As its stands, this notebook distances the reader from the meat of this story, a technique that Allende has a hard time overcoming. It also creates a conflict with the author’s central strength, her voice. Maya may well be a “wise soul”, but she doesn’t by any stretch of the imagination read like a streetwise 19-year-old who’s just been shoved off on a year’s-long battle with drugs and alcohol against her will. She has too much wisdom, too much nuanced maturity, and too deep an understanding of people, qualities that read more like 70-year-old Allende instead of her character.
So 19-year-old Maya’s 70-year-old soul itches to reflect on her young life as if writing a memoir. With a rueful and too-wise novelist’s duty, the story of Maya’s origins and childhood is delivered in useful and cleanly organized entries: why her parents are mostly out of the picture, how Nini and Popo are monumental figures in her life. Along the way, Maya acts as an international reader’s tourist guide to Chiloé’s desolate beauty and overlooked villagers with an energy and verve bereft of many 19-year-olds, studiously reporting anthropological details and historical curiosities. The islanders seem happy enough to live at a pace and philosophy that at first seems impossible to young Maya, fresh off the streets of Berkeley.
What of those streets, the reader keeps asking, though not in a way that’s necessarily satisfying or compelling. Isn’t this recent past fresh in Maya’s mind, if not tormenting her with withdrawal?
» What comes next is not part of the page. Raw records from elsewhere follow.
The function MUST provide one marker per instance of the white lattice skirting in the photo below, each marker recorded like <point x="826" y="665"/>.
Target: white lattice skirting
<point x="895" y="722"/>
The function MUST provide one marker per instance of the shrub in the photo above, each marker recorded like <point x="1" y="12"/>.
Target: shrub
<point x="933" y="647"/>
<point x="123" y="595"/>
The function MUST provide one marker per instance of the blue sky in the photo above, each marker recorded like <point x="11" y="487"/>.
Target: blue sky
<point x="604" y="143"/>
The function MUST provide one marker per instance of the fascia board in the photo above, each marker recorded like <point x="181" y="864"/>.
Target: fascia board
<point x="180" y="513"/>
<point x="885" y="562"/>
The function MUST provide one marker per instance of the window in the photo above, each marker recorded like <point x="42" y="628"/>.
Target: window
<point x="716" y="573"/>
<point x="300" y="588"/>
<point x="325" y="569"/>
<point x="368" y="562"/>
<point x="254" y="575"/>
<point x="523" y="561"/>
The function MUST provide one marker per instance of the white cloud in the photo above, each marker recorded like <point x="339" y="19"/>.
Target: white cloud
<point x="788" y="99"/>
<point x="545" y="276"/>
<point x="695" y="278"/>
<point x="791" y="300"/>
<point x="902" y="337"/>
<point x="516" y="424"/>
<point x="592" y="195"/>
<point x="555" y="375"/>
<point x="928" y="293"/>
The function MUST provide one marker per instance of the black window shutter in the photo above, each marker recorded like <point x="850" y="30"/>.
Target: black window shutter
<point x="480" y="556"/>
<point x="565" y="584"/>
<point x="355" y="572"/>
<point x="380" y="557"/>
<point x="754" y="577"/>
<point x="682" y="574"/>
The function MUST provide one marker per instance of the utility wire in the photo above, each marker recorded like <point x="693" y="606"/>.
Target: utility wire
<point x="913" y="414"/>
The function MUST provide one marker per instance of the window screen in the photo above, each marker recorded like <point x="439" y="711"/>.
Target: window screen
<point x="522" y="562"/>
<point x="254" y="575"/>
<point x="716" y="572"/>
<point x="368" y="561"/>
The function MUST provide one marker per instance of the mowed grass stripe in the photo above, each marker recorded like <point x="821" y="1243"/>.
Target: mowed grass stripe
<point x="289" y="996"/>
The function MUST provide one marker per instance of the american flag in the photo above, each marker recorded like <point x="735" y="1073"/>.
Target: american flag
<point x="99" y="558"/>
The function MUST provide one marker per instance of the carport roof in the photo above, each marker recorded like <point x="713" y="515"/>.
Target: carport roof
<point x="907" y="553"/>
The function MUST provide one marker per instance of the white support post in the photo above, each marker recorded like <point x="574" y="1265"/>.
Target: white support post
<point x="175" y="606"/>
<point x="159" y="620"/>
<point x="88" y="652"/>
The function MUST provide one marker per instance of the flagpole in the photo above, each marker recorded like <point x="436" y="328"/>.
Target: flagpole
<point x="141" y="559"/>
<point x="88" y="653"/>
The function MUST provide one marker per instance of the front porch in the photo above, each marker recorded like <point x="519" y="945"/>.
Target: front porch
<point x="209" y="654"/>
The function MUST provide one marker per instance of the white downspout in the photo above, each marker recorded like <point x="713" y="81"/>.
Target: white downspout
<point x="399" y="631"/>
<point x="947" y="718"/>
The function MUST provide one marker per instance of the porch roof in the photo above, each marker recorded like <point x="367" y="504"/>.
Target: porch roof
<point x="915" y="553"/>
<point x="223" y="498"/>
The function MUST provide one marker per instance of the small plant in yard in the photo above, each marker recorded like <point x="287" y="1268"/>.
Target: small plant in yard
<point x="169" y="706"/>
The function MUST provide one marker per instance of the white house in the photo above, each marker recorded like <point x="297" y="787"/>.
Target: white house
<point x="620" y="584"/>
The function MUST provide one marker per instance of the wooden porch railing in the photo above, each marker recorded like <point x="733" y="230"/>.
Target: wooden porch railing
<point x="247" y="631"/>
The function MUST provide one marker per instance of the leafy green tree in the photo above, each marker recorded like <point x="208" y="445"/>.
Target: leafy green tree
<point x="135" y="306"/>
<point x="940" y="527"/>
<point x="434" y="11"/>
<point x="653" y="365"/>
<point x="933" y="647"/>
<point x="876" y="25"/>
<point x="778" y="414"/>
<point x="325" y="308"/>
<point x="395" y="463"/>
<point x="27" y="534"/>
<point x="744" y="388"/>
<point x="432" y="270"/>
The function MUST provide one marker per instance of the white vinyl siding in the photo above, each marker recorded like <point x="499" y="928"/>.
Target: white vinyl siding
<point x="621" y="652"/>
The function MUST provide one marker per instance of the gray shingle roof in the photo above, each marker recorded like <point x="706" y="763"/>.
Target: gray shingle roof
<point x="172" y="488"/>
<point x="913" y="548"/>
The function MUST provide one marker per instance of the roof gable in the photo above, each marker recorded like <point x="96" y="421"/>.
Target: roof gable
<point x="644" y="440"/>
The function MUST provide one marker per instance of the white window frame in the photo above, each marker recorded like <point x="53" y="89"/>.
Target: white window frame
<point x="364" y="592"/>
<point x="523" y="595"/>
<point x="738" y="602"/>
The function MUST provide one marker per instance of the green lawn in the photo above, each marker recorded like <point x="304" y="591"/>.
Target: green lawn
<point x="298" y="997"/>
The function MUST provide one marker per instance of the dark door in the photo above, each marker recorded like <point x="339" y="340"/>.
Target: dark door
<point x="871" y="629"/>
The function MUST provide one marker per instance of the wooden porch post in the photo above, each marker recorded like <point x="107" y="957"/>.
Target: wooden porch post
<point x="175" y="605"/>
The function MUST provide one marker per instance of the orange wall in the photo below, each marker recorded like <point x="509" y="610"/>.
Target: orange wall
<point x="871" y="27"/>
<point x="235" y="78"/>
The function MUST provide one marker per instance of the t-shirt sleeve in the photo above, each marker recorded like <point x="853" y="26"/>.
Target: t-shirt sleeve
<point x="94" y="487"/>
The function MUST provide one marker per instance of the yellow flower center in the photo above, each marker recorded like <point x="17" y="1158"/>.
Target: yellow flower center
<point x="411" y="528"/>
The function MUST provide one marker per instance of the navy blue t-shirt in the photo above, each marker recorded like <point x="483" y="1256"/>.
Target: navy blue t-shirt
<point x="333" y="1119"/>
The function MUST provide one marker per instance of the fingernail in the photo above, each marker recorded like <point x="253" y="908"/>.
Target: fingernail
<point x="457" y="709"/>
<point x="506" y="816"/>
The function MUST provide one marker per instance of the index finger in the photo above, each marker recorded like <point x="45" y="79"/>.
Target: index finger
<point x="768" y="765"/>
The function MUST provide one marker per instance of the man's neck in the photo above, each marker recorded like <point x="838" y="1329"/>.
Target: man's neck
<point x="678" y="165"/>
Armed with a compunction and resolve of a woman well beyond her years, Maya has conveniently tucked away her life-threatening addictions without so much as a temptation from the moment she arrives in Chiloé and the novel begins.
As the issues we expect to shape Maya’s personality turn out to be exposed authorial scaffolding instead of meaty young-adult challenges, a lingering irritation set in as the supposed notebook, itself less and less authentic, gets longer and longer.